I have been a big fan of Mark Bittman for a number of years. I particularly like his ability to convey to the cook many ways to make the same recipe. This attitude was great for me tonight when I thought I was baking the above recipe, only to find that I could not get most of the ingredients.
I have not seen gluten-free rigatoni so I subbed in penne. Although, I am sure, kosher blue cheese is available, I have not seen it locally. We are not fans of figs so I subbed apples which were great. Finally and unbelievably, the local stores were out of brussels sprouts. I called my daughter and asked her to look around and she also could not locate any.
I guess, I proved that you can change the ingredients and come out with a facsimile of the original.
I feel particularly bad because this is the first time, I cooked with the foodies of The Food Matters Project. This group is cooking their way through Mark Bittman’s, The Food Matters. If you are interested, get the book and join us.
Marcia from Twenty by Sixty chose the Baked Rigatoni with Brussels Sprouts, Figs, and Blue Cheese (page 221), in The Food Matters.

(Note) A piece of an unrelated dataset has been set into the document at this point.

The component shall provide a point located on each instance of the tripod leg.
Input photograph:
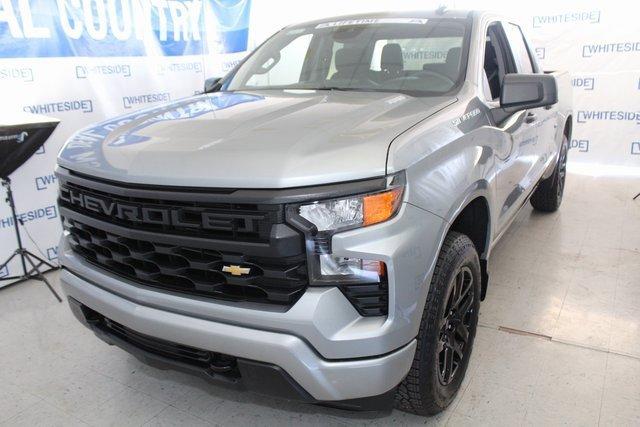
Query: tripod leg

You will find the recipe on her blog.
Marcia shares her hesitation selecting this recipe which about describes my initial reaction. Figs? Blue Cheese? Pasta? and Brussels Sprouts? They just shouldn’t go together but I gather they did and did so beautifully.
My combination of broccoli, Monterey Jack, Apples and Penne also worked although I didn’t believe it. The almonds seemed to disappear into the dish and it was not until the end that I found one. This is unique but trusting Mark Bittman helps. I had to believe the recipe was good.
Check out the other cooks at The Food Matters Project.

Bittman is awesome. This challenge was so inspiring!
I’m glad I am not the only one who cooked a completely different dish than what was posted! I like your addition of broccoli!
I have to admit there were brussels sprouts right in front of my eyes at the market and I looked away and ignored them. I need to work up the nerve and be a bit braver!
It’s kind of fascinating to see your substitutions.
One of the things I love most about cooking with this group is to see the wonderful substitutions and creativity of the other cooks! So fun! I bet you pasta was delicious….I want to try using apples next time!
LOL… Brussel Sprouts, and Figs and Blue Cheese! -giggles- Nope! I’m not a fan of any of those ingredients. But, my husband would like it.
“Auntie”
I was also very wary of the recipe but pleasantly surprised when I ate it. We all loved it!